For those that may not have a particularly severe substance use disorder but instead have a co-occurring disorder or other specific need that necessitates a more intensive form of care, this is where a partial hospitalization program comes in.
Partial hospitalization programs (PHP) is a more structured, comprehensive, medically intensive subset of outpatient treatment.
The American Society of Addiction Medication (ASAM), has what is referred to as a continuum of care that designates different levels of care based on their intensity and the needs of the individual in question. The highest level of care is Level Four, which is classified as medically-managed intensive inpatient services, for patients who are medically unstable and require constant monitoring by a physician. At the other end at Level One are general outpatient services, which are classified as fewer than nine hours of therapeutic care per week.
A partial hospitalization program falls under Level 2.5, in between intensive outpatient care and low-intensity residential care. It is defined by the ASAM as typically involving an instability (such as a co-occurring mental health issue) that does not need 24-hour monitoring and usually a minimum 20 hours per week of therapeutic care.

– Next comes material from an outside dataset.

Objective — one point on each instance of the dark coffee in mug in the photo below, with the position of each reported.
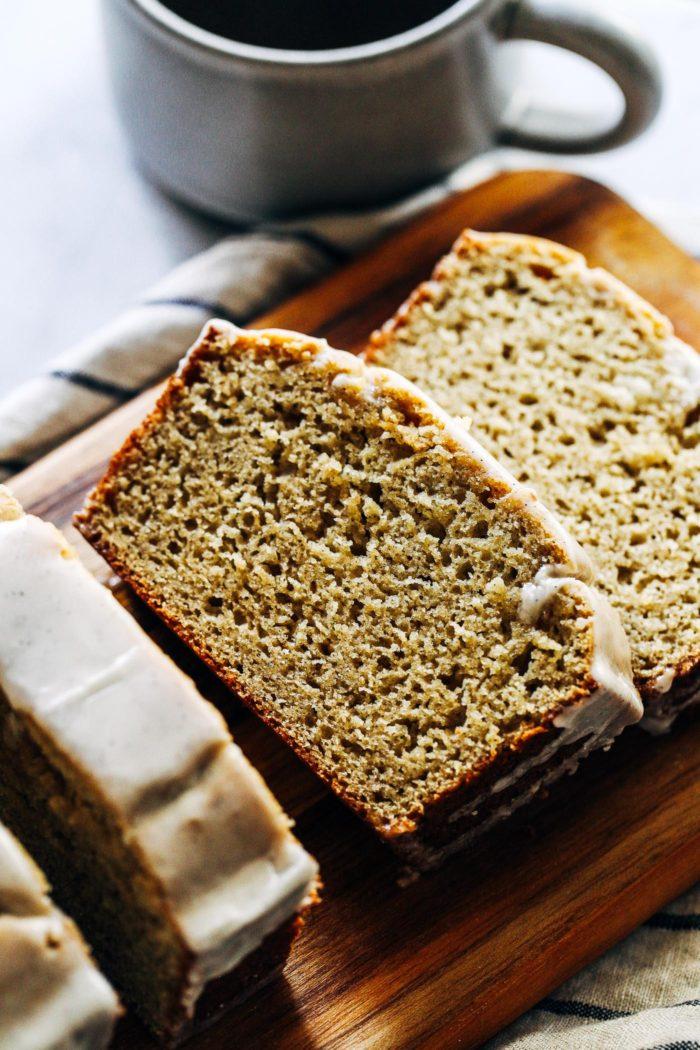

In short, a partial hospitalization program is designed for someone experiencing emotional, mental, or behavioral issues in conjunction with their substance abuse, but not to the degree that they cannot be released into a reliably stable home environment.
While someone in PHP treatment is still not required to live at a treatment facility, their appointments will generally be much more frequent than someone on a lower tier of outpatient care. Typically, as part of their treatment program, an individual will spend approximately five days a week for about four to six hours at a time at a recovery facility.
Partial hospitalization is also often used as an in-between step as someone progresses through their recovery program and works their way down the levels of care. Someone who has successfully completed an inpatient treatment program but is not yet ready to move on to outpatient treatment will often benefit from using PHP treatment as a step-down service that allows them to maintain a high level of support while still moving forward in their recovery.
Similarly, someone who has started their recovery at the PHP treatment level will typically need to step down to regular outpatient services as opposed to moving directly to aftercare. Their treatment will be much less frequent and for fewer hours at a time, but still provide more support than post-treatment options such as outside support groups or counseling.
The services involved in a partial hospitalization program are similar to what is available at the inpatient level of care. Most PHP treatment programs will place a strong emphasis on dual diagnosis treatment, as co-occurring disorders are frequently the reason why someone will find more success being treated at the partial hospitalization level than just regular outpatient treatment.
Though it will involve at least some of these services, the exact makeup of a given partial hospitalization treatment program will depend, as previously stated, on the unique needs of the individual. Generally, once someone has been evaluated, they will work with their therapist or counselor to create the treatment plan that will be most effective for them.